Pues a esa hora y con el atasco de los viernes ya no me da tiempo a ir a casa y a volver a las 6 a recoger al otro para llevarle al dentista. Bueno, pues me quedo en el coche a esperar, al menos me comí las fresas que le llevaba para merendar.
A las 6 sale Garbanzo y nos vamos al dentista, suerte que mi contrario me avisó de que él llegaba a recoger a mi Sol porque terminamos a las 7:30.
Cuando llegué a casa no podía más, me metí en la ducha calentita, me puse el pijama y me serví una copa de vino.
En esas estaba cuando me llama mi Hada y me pide (porfa porfa) que vaya a buscarla que le da mucha pereza volver sola.
¿Quien fue la idiota que se plantó el abrigo encima del pijama y salió disparada? ¡¡¡¡Lou!!!!
Anda que, como cualquier día me paren y me vean de esa guisa me va a var un ataque.

sábado, 21 de septiembre de 2019

Verano 2019

No tengo excusa, bueno tampoco tengo tiempo, pero tengo menos excusa que tiempo y de este último tengo muy poco.
Parece mentira que hayan pasado casi dos meses desde mi última entrada, y mira que hice fotos de (casi) todas las cosas y pedidos de rebajas, pero ahí se quedó mi entrada...
Empieza el otoño, no me gusta el otoño, así que os cuento el verano.
Trabajé hasta el 2 de agosto, viernes, y en cuanto salí a las 3, pasé por casa, comí algo, metí a mis tres duendes en el coche y nos fuimos a Benidorm. A mi contrario no le gusta así que se quedó trabajando (creo que cuando nos vio salir le dio bastante envidia). A pesar de que esperaba mucho tráfico, no lo había así que genial, llegamos a las 21:00, los santos padres, los míos, habían dejado todo listo unos días antes. Pasé unos días geniales con mis hijos, playa, playa y más playa, cenitas fuera y siestas.
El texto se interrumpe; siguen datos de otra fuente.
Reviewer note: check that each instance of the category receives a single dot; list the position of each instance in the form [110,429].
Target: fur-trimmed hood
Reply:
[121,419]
Los abuelos llegaron el lunes así que pudimos disfrutar de ellos. Aprovechamos la mañana del martes 6 de agosto para remojarnos y nos volvimos por la tarde.
El miércoles fue para hacer maletas porque el jueves empezábamos EL VIAJE así con mayúsculas. Vuelo de Madrid a Los Ángeles. ¡Qué horror de ciudad, por nada del mundo viviría allí!. Pero fuimos a Universal Studios y nos encantó y a Hollywood boulevard y a Rodeo Drive y a Santa Mónica.
De ahí fuimos a Anaheim, que está como a 40 km, a los parque de Disney, dos, el Disney Land y Adventure park.
Tengo que deciros que creo que yo fui la que más disfruté los parque, creo que la niña que hay en mí sale demasiado a menudo.
Desde ahí empezamos el viaje cultural. Alquilamos un coche y ale, a hacer kilómetros. Salimos hacia Las vegas, otra ciudad espantosa, pero hay que ir para ir al Gran Cañón, y vaya si fuimos, dos veces, una en helicóptero y otra en coche para hacer el "skywalk" que es, por si no lo sabéis una especie de pasarela semicircular con suelo de cristal sobre el cañón, impresionante. También tuvimos tiempo de ir de outlets, qué orgía de compras, yo no, los chicos de ropa deportiva, mi Hada de bolsos y mi contrario de ropa, tanto compramos que tuvimos que hacernos con una maleta extra...
De Las Vegas la idea era ir a San Francisco, pero la distancia nos obligaba a hacer noche. Fuimos a una estación de esquí maravillosa en Mannouth Lakes, y de ahí, tampranito salimos para atravesar Yosemite, que nos encantó. Los chicos se bañaron el el lago Tenaya, fue toda una experiencia.
Llegamos a San Francisco de noche.
Me gusta San Francisco, y a mi contrario más que estudió allí un año de su carrera. Tuvimos que hacer visitas obligatorias a la universidad de Berkeley y a Stanford pero es que mi Hada ha decidido estudiar allí..., mejor lo dejo para otra entrada
Pero fuimos a Carmel, a Monterey a ver el acuario que es maravilloso, a Sausalito, a Tiburón y a Muir Woods, también a Alcatraz, a Fisherman wharf y al Pier 39.
Caminamos lo nuestro y lo disfrutamos cantidad.
El martes 27 llegamos de vuelta, con tiempo suficiente para lavar y planchar, el viernes 30 mi Hada salía de nuevo para Boston (intercambio escolar de 15 días) y el resto a la Costa Brava. Para mi fue sólo el fin de semana porque el día 2 me incorporé a la guerra, pero los chicos se quedaron hasta el jueves.
Total, que ya estamos cada uno en nuestro puesto y parece que hayan asado mil años desde ese dos de agosto, ya estoy esperando las próximas vacaciones mientras aún me quedan prendas de las rebajas por estrenar.